Horst revivió. Liberado de la monotonía de las clases de educación física del colegio, se pasaba las tardes corriendo a campo través por llanos y montes. Le encantaba estar solo, lejos de los otros chicos. Nunca se había sentido más feliz. Se convirtió rápidamente en uno de los mejores atletas juveniles del país, en pista, y una fuente de orgullo para el colegio.
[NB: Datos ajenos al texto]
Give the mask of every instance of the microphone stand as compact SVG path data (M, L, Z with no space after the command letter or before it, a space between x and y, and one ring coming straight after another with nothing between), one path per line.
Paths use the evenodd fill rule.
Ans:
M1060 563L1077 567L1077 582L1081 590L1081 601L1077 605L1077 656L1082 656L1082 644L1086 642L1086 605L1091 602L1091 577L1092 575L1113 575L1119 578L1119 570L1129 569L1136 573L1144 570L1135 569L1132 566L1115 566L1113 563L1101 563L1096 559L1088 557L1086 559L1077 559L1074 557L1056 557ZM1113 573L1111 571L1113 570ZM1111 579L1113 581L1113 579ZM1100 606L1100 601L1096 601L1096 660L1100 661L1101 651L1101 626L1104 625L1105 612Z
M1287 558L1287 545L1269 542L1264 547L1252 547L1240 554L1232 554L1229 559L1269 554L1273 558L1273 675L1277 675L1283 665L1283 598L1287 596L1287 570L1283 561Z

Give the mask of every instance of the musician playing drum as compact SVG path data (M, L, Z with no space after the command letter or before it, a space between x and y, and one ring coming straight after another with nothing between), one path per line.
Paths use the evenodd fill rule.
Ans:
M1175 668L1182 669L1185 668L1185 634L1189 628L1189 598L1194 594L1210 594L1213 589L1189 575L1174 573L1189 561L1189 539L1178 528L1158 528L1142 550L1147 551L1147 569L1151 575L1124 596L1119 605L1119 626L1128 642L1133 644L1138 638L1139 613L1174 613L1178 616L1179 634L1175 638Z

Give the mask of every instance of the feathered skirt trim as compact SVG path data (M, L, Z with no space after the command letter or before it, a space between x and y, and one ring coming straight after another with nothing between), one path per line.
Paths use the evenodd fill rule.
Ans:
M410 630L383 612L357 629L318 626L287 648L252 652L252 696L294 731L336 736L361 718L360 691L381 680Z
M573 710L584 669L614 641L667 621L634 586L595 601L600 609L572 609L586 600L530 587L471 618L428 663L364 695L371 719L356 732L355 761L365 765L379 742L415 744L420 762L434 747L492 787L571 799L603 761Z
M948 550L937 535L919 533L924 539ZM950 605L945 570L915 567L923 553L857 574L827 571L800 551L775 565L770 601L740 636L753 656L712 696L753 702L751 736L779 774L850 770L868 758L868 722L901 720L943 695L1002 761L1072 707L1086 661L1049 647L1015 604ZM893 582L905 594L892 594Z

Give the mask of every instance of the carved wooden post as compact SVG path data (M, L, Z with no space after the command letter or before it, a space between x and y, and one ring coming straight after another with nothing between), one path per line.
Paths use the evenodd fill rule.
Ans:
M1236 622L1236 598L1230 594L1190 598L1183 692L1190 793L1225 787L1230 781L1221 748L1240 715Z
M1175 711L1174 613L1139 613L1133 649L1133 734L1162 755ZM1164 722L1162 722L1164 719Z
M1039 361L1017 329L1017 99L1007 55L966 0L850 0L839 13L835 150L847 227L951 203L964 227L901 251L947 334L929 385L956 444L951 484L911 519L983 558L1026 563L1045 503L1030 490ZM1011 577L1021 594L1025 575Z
Ingresó en las Hitler Jugend, las Juventudes Hitlerianas. Los compañeros que antes se metían con él de pronto se volvían locos por conseguir su atención. En 1936 le invitaron a asistir a los Juegos Olímpicos de Berlín. Vio al estadounidense Jesse Owens asombrar al mundo al ganar cuatro medallas de oro. Conoció a Adolf Hitler en el curso de una recepción de las Juventudes Hitlerianas e incluso le estrechó la mano. Se emocionó de tal modo que tuvo que telefonear a casa para contárselo a su madre. Erich se sentía inmensamente orgulloso. Sentado en tribuna, Horst soñaba con 1944, cuando fuera lo bastante rápido y maduro para competir en los Juegos Olímpicos por Alemania.
La guerra cambió todo eso.
Se enroló en la Wehrmacht a principios de 1939. Su espléndida forma física y su carácter de lobo solitario le indujeron a interesarse por los Fallschirmjäger, los paracaidistas. Se integró en ese cuerpo y le enviaron a la academia de paracaidismo de Stendhal. Saltó sobre Polonia el primer día de la guerra. Luego lo hizo sucesivamente sobre Francia, Creta y Rusia. A finales de 1942 ya tenía la Cruz de Caballero.
París pondría fin a sus días de paracaidista. Entró una tarde, a última hora, en un pequeño bar a tomarse una copa de coñac. Un grupo de oficiales de las SS se habían adueñado de la sala trasera del establecimiento para celebrar una fiesta particular. A mitad de su consumición, Neumann oyó un grito procedente de aquella habitación trasera. El francés de detrás del mostrador se quedó de una pieza, con demasiado miedo en el cuerpo para ir a investigar. Neumann lo hizo por él. Al empujar la puerta vio tendida encima de la mesa a una muchacha francesa a la que los hombres de las SS tenían inmovilizados los brazos y las piernas. Un comandante la estaba violando, mientras otro oficial la fustigaba con una correa. Neumann entró corriendo y descargó un puñetazo brutal en el rostro del comandante. La cabeza del oficial chocó contra la esquina de la mesa; el comandante no llegó a recobrar el, conocimiento.
Los otros miembros de las SS arrastraron a Neumann al callejón, le golpearon salvajemente y lo dejaron tirado, dándole por muerto. Se pasó tres meses recuperándose en un hospital. Las heridas de la cabeza fueron tan graves que le declararon incapacitado para saltar en paracaídas. Gracias a su inglés fluido le destinaron a un puesto de escucha de la inteligencia militar en el norte de Francia, donde se pasaba los días ante un receptor de radio, en una cabina abarrotada y claustrofóbica, escuchando comunicaciones inalámbricas que partían del otro lado del Canal, de Inglaterra. Era de lo más aburrido.